The new economic initiatives include $16.6 million to strengthen linkages with India’s key policy and finance institutions and $8.9 million to support enhanced business engagement and an increased Austrade presence in India.
In an online meeting between Prime Ministers Scott Morrison and Narendra Modi, Australia also committed $17 million to extend the Australia-India Strategic Research Fund; $36 million for a Green Steel Partnership, a Critical Minerals Research Partnership, and a contribution to the International Energy Agency for clean energy; $25 million to expand the Australian Space Agency’s cooperation; and $28 million to launch a Centre for Australia-India Relations to deepen community ties.
Tehan said the government remained committed to the ambitions in the 2018 India Economic Strategy just as the Labor Opposition has notably started to target lack of progress on the strategy as a failure of foreign policy.
He said: “The Update represents a five-year action plan that responds to the evolving opportunities for both countries, building on Australia’s traditional strengths and forging new partnerships in emerging areas of cooperation such as critical minerals; cyber and critical technology; science and innovation.”
In a third arm to the latest pre-election boost to engagement, acting Education Minister Stuart Robert announced that Australia and India would establish a taskforce to advance mutual recognition of qualifications although there were few details on how this would occur.
And rounding out the renewed India focus, a new report Australia’s Indian Diaspora: A National Asset highlights how this community is the fastest growing large diaspora and the Indian-born population could reach 1.07 million by 2035.

Source: Australia’s Indian Diaspora
BUDGETTING TO AID
Tuesday’s Federal Budget was all about household assistance before the election, although the defence and cyber security spending underline how national security will be a constant election campaign theme.
But in other Asia-related measures in development aid, the government has restored inflation indexing to aid spending for the first time since it came to power and once again provided a “temporary” increase for the third year in a row to deal with the impact of the pandemic in the region.
The bottom next financial year will be $1.85 billion plus about $340 million temporary aid for the Pacific; $1.15 billion plus $114 million temporary spending for Southeast Asia; $305 million for south and west Asia (not including the India boost above); and $1.16 billion for other countries and global programs.
The Pacific special spending includes support for aviation, food security and extension of the Pacific Australia TV service.
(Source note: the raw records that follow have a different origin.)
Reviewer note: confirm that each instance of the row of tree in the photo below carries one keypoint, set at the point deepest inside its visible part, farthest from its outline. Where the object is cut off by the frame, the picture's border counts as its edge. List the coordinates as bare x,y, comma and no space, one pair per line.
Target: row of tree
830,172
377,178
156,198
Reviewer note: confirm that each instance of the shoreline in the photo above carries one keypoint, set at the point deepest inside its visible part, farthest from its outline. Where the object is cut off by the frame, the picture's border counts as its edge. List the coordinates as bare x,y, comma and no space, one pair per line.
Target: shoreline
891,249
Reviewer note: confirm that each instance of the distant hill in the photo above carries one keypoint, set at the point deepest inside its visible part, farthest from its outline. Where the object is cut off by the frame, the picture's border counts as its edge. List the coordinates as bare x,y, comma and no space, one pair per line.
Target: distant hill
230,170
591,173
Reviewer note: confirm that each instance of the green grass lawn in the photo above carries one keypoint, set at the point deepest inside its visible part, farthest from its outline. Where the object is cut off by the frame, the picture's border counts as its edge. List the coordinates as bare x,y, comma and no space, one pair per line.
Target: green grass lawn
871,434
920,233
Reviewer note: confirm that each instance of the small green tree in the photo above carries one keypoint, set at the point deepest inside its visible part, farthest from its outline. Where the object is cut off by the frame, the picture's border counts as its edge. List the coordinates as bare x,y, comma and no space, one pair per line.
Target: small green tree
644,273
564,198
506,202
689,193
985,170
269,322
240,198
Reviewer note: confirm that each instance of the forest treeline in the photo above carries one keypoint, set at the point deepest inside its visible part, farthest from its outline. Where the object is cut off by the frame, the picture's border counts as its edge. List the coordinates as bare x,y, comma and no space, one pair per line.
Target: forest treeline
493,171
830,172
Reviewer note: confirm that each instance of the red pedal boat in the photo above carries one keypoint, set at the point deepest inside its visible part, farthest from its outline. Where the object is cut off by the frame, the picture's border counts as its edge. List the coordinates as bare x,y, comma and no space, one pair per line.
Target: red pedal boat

A new High Commission in Honiara costing $65 million has also been confirmed just as new tensions are breaking out with the Solomon Islands government over China.
The special spending in Southeast Asia is described as economic, development and security measures which sounds like alignment with various previously announced measures in the de facto “step back” to this region over the past two years after significant aid cutting earlier.
This increase in aid this year is unlikely to stop Australia’s slide down the list of global aid donors to the point where it contributes only 0.2 per cent of GDP to aid compared with a global benchmark target of 0.7 per cent.
However, in another sign of how aid priorities are changing, the more notable Budget change was a doubling of the lending capability of the Australian Infrastructure Financing Facility for the Pacific (AIFFP) from $1.5 billion to $3 billion, plus the pre-existing $500 million grant money.
While less than $100 million of this program originally announced in 2018 has been drawn down so far, the capacity increase has paved the way for more big strategically significant infrastructure projects such as the support for Telstra’s purchase of Digicel Pacific.
LABOR’S ASIA
Opposition leader Anthony Albanese has declared Indonesia and India to be priorities as he has sought to track the federal government’s position on China even more closely in the wake of the Ukraine invasion.
Speaking at the Lowy Institute, just days after Prime Minister Scott Morrison, he sought to claim relations with the Association of Southeast Asian Nations (ASEAN) as a Labor strength by saying he would elevate engagement with Southeast Asia “building on our legacy as the Party that secured Australia as ASEAN’s first dialogue partner in 1974.)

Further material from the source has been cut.